Configures whether or not to create a log file and what level of messages it should contain. Value should be 0, 1 (default) or 2. See Output.

N

Example JSON input file:

{
    "job_id": "j1",
    "unit_id": "ident",
    "indata_filename": "indata.parq",
    "indata_aux_filename": "C:\\full\\filepath\\to\\auxdata.parq",
    "indata_hist_filename": "histdata.parq",
    "instatus_hist_filename": "histstatus.parq",
    "instatus_filename": "instatus.parq",
    "user_plugins_folder": "C:\\path\\to\\my\\plugins",
    "metadata_folder": "C:\\path\\to\\xml\\metadata",
    "output_folder": "my_output_subfolder",
    "process_output_type": "All",
    "seed": 1234,
    "no_by_stats": "N",
    "randnumvar": "",
    "save_format": [".parq", ".csv"],
    "log_level": 2
}

Example building a ProcessorInput object inline:

from banffprocessor.processor import Processor
from banffprocessor.processor_input import ProcessorInput
from pathlib import Path

# Supplying parameters directly, instead of an input file
input_params = ProcessorInput(job_id="j1", 
                              unit_id="ident",
                              # Gets the path to the folder containing this file
                              input_folder=Path(__file__).parent,
                              indata_filename="indata.parq",
                              indata_hist_filename="C:\\full\\filepath\\to\\histdata.parq",
                              seed=1234, 
                              save_format=[".parq", ".csv"],
                              log_level=2)

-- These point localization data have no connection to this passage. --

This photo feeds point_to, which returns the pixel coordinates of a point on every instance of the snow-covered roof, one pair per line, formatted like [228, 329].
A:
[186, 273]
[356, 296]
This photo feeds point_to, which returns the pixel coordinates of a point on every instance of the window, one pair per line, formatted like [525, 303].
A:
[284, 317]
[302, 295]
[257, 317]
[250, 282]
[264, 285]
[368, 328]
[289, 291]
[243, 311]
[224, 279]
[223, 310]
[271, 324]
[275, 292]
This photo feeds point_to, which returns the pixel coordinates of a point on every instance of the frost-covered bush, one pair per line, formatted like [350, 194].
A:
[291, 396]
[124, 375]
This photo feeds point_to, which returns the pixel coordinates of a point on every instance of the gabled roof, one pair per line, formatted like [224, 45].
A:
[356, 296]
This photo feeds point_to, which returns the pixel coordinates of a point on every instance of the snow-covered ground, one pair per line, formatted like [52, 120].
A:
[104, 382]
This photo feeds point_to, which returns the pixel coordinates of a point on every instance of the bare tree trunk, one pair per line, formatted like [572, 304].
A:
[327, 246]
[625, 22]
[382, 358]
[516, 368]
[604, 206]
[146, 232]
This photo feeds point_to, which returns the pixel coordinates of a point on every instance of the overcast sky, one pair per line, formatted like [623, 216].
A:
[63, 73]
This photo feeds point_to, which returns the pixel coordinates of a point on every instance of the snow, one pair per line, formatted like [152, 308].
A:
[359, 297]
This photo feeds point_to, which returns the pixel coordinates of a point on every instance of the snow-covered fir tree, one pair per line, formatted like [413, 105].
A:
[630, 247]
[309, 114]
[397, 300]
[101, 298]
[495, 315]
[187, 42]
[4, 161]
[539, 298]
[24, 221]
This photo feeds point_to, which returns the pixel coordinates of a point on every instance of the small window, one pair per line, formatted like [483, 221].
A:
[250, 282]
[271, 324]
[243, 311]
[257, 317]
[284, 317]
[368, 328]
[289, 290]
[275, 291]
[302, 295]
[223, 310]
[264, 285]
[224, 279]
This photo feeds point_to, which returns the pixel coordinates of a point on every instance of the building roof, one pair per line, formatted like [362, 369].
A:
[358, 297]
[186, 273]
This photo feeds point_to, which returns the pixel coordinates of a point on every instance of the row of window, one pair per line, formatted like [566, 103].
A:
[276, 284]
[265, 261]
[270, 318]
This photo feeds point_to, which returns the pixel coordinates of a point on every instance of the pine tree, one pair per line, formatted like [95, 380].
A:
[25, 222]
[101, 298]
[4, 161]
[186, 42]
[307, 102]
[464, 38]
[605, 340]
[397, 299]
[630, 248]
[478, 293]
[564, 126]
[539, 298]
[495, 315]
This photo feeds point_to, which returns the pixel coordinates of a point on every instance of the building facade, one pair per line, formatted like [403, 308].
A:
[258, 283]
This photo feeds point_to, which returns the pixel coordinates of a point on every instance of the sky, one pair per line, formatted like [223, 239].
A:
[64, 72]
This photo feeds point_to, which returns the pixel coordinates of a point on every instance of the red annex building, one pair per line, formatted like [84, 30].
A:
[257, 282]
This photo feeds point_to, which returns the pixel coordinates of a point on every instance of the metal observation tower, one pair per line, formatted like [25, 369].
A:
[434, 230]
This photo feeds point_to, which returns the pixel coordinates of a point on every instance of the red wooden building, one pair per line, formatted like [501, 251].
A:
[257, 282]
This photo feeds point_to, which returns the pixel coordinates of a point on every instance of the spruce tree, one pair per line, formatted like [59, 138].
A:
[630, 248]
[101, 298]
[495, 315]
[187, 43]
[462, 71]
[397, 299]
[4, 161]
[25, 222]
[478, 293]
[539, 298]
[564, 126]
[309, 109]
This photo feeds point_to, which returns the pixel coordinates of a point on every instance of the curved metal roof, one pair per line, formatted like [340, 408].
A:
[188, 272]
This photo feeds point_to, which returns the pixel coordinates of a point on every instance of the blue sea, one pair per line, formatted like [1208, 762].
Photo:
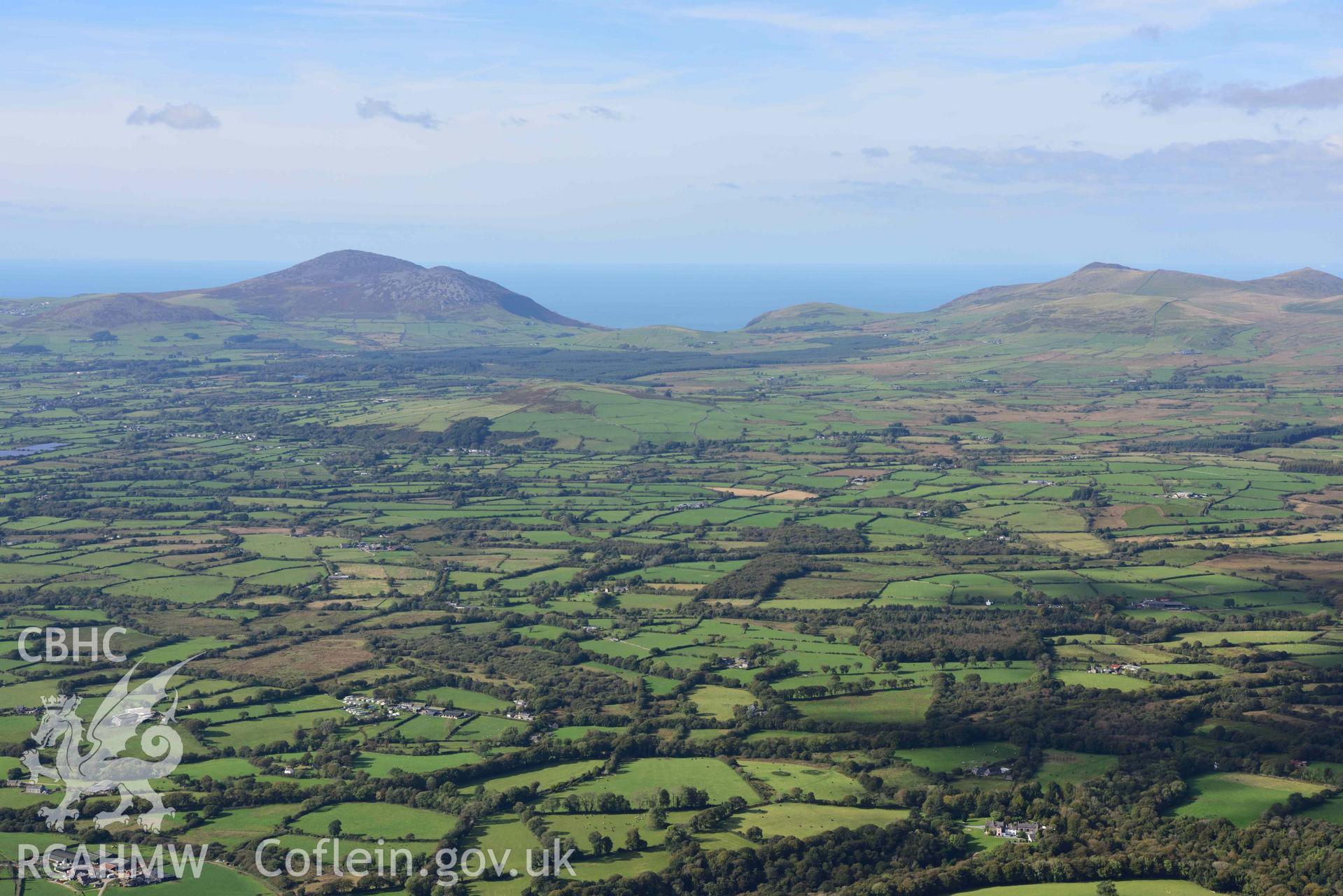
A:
[704, 297]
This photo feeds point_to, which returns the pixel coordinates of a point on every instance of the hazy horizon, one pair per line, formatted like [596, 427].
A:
[629, 294]
[831, 130]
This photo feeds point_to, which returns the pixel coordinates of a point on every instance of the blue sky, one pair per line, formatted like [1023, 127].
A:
[1147, 131]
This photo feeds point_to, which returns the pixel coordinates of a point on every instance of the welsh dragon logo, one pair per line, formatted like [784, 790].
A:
[104, 767]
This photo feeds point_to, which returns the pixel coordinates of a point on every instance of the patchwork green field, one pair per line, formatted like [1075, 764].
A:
[787, 608]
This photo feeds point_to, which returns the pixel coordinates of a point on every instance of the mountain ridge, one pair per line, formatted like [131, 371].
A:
[340, 283]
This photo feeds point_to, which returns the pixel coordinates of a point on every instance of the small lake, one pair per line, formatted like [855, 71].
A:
[23, 451]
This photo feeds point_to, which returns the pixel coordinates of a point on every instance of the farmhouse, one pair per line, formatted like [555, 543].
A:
[1027, 830]
[1162, 604]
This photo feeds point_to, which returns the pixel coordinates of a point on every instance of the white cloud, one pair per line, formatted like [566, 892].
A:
[184, 117]
[370, 108]
[1177, 89]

# Normal method with a JSON file
#my_bp = Processor("C:\\path\\to\\my\\processor_input.json")
# Method when providing parameters inline
my_bp = Processor(input_params)

Notes:

  • All folder locations may be given as absolute filepaths or relative to the input folder (either the location of the input .json file or the supplied input_folder parameter if creating inputs inline as demonstrated above).

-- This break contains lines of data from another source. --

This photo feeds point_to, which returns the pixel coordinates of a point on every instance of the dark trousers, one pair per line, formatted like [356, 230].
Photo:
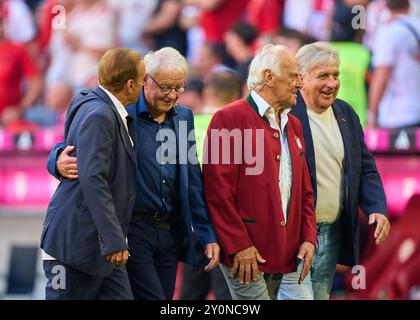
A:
[153, 261]
[66, 283]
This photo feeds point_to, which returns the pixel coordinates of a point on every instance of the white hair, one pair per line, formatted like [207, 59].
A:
[266, 58]
[166, 58]
[315, 54]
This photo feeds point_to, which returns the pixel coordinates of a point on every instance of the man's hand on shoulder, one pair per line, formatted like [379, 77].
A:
[67, 165]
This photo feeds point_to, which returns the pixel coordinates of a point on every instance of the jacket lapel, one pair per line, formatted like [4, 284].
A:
[343, 124]
[300, 112]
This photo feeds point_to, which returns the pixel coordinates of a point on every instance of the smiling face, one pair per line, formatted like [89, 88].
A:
[288, 82]
[320, 86]
[157, 102]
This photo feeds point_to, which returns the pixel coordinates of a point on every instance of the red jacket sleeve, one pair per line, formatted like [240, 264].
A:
[220, 180]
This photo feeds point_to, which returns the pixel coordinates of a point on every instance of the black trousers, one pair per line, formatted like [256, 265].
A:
[153, 261]
[66, 283]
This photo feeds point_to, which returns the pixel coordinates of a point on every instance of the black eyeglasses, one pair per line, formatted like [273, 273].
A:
[165, 90]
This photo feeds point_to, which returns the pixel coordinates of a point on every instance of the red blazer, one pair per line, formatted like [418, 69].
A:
[246, 209]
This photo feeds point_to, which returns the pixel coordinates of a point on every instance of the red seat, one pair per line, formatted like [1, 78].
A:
[394, 267]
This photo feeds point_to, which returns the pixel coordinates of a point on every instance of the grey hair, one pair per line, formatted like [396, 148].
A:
[166, 58]
[314, 54]
[266, 58]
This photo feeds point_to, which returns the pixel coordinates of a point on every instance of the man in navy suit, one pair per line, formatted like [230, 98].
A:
[84, 234]
[170, 202]
[343, 173]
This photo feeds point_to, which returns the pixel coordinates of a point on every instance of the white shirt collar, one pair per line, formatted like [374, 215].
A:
[264, 107]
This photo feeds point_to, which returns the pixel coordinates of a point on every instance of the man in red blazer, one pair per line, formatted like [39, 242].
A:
[256, 180]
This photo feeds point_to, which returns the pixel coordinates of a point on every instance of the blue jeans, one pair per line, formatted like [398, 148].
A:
[317, 285]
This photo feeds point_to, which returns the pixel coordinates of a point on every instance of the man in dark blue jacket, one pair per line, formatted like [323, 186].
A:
[343, 173]
[84, 234]
[169, 203]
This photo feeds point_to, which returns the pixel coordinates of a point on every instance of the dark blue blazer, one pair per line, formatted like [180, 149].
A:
[193, 208]
[192, 205]
[362, 181]
[88, 218]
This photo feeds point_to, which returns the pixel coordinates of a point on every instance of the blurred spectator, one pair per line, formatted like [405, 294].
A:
[47, 14]
[53, 112]
[90, 32]
[163, 29]
[218, 16]
[394, 93]
[211, 57]
[18, 21]
[297, 13]
[16, 94]
[354, 62]
[189, 21]
[265, 15]
[221, 88]
[54, 39]
[342, 24]
[311, 17]
[239, 41]
[292, 39]
[377, 13]
[133, 16]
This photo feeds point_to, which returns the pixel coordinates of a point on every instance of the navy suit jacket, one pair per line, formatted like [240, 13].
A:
[362, 181]
[88, 218]
[193, 208]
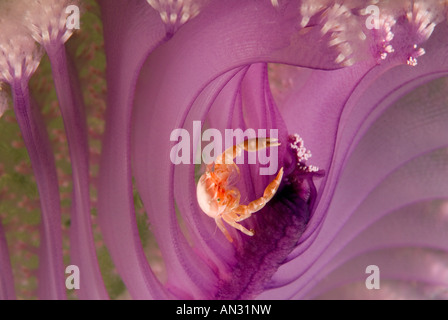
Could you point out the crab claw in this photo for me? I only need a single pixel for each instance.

    • This input_folder location is also used as the default location for other files required by the processor should no value be provided for them, such as metadata, input data files and user-defined procedures

  • File paths must have any backslashes \ escaped by replacing them with a double-backslash \\. For example, C:\this\is\a\filepath would become C:\\this\\is\\a\\filepath

  • Fields that are not required to run the procedures outlined in your jobs file can be omitted or left empty

  • The CSV format has been included for testing purposes and is not intended for production, parquet is currently the recommended format for production for reasons related to accuracy, performance and efficiency

Executing the processor as a command line utility#

With the banffprocessor package installed in your python environment, the processor can be run with the following command:

banffprocessor "\path\to\your\processor_input.json" -l fr

Alternatively to run as a module:

python -m banffprocessor.processor "\path\to\your\processor_input.json" --lang fr
  • NOTE: The ‘-l’/’–lang’ parameter is optional. Valid values include en and fr, if not specified, the default is set to en.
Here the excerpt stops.